Je ne regrette rien, bien au contraire. Parfois, il m’arrive de me dire que j’ai perdu bien du temps par le passé… mais peut-être aussi n’étais-je simplement pas prête. Peut-être cela avait-il besoin de temps pour s’affirmer face à la société dans laquelle nous vivons. Dans un autre monde, j’aurais pu être moi-même depuis toute petite, mais on vit dans celui-ci, on doit s’y adapter. Et puis, je l’ai déjà dit, j’ai de la chance. Une chance énorme. Je suis blanche, de milieu assez aisé, j’ai de l’éducation, des diplômes. Je présente bien, ma transition se passe bien, je suis rapidement sortie de l’ambiguïté, je ne perturbe pas trop les gens dans leurs conceptions des choses à cause de mon apparence. Cela m’aide beaucoup à bien vivre au quotidien. J’en connais des tas, des personnes comme moi, qui n’ont pas eu la même chance : des personnes qui sont méprisées par leur entourage, par leurs propres parents parfois et qui sont obligées de s’en éloigner ; des personnes qui sont menacées de mort par celles qui leur ont donné la vie ; des personnes qui ont été contraintes à la prostitution et qui vivent actuellement dans la précarité ; des personnes qui sont tous les jours remises en cause dans leur identité en public car désignées de manière inconfortable pour elles, sans égard pour leur identité ou leur apparence ; des personnes dont l’identité est niée par leurs proches, qui négocient et tentent de les convaincre que ce n’est qu’une lubie, qu’une phase, qu’elle se trompe. J’en connais des tas. J’ai de la chance.

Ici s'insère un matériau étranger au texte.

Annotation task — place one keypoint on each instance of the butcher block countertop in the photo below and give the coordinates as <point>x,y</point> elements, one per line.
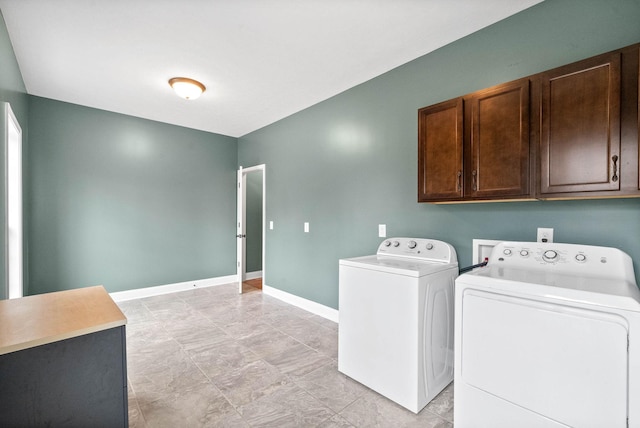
<point>46,318</point>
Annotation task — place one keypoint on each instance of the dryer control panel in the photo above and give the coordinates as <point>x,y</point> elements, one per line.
<point>418,248</point>
<point>602,262</point>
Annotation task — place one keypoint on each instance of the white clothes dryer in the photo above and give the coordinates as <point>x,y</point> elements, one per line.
<point>396,319</point>
<point>548,335</point>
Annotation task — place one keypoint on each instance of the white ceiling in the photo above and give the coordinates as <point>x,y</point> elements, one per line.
<point>261,60</point>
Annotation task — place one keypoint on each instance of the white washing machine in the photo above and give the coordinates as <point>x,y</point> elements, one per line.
<point>548,335</point>
<point>396,319</point>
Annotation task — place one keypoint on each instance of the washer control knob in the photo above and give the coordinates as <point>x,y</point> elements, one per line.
<point>550,255</point>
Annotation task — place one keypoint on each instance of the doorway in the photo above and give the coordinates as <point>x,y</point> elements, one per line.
<point>251,228</point>
<point>13,204</point>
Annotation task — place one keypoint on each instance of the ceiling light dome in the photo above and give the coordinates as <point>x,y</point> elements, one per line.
<point>186,88</point>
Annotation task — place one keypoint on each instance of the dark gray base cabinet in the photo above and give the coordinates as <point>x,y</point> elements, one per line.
<point>77,382</point>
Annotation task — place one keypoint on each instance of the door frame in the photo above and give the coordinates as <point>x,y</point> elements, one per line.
<point>241,220</point>
<point>13,185</point>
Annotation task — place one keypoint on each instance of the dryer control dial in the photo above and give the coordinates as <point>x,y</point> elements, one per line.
<point>550,255</point>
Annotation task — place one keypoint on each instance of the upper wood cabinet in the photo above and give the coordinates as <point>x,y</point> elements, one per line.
<point>440,142</point>
<point>568,133</point>
<point>497,150</point>
<point>580,135</point>
<point>476,147</point>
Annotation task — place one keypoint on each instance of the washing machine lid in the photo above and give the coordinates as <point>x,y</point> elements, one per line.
<point>540,284</point>
<point>398,265</point>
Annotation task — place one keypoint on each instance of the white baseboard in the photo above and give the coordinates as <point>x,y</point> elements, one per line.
<point>302,303</point>
<point>292,299</point>
<point>138,293</point>
<point>253,275</point>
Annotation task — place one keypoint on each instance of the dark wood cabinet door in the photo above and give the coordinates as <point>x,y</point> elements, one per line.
<point>498,150</point>
<point>580,138</point>
<point>440,151</point>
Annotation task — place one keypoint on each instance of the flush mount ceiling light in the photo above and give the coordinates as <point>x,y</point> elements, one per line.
<point>186,88</point>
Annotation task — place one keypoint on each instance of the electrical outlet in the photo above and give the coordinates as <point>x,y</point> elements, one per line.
<point>545,234</point>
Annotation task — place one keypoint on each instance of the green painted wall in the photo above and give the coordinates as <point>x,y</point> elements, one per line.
<point>12,91</point>
<point>349,163</point>
<point>126,202</point>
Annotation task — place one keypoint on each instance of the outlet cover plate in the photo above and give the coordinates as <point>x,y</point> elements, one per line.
<point>545,234</point>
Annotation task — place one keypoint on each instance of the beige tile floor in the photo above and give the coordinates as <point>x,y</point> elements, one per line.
<point>210,357</point>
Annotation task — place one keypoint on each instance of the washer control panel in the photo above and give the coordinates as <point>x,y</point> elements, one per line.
<point>562,258</point>
<point>418,248</point>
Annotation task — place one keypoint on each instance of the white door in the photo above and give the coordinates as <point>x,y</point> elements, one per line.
<point>13,227</point>
<point>241,229</point>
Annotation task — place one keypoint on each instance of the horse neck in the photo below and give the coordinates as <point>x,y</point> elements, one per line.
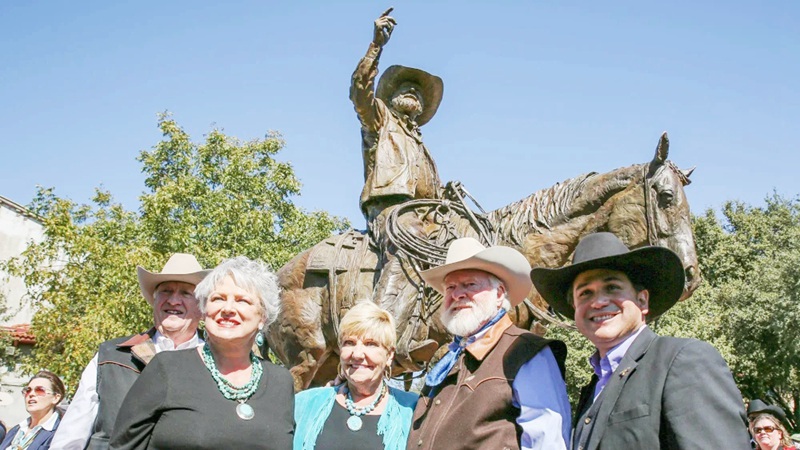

Mon témoignage est positif. Il montre que c’est possible. Il montre que oui, une personne transgenre peut connaître le bonheur. N’en déplaise, nous le pouvons, et cela ne dépend pas que de nous. Cela dépend des proches et de leur soutien, de la famille et des amis, du cadre social dans son ensemble. Cela dépend aussi de vous, qui me lisez. Si vous connaissez une personne transgenre dans votre entourage, ou quand vous en croiserez une dans la rue… C’est votre responsabilité qui entre en jeu, celle de lui permettre ou pas de continuer à être heureuse.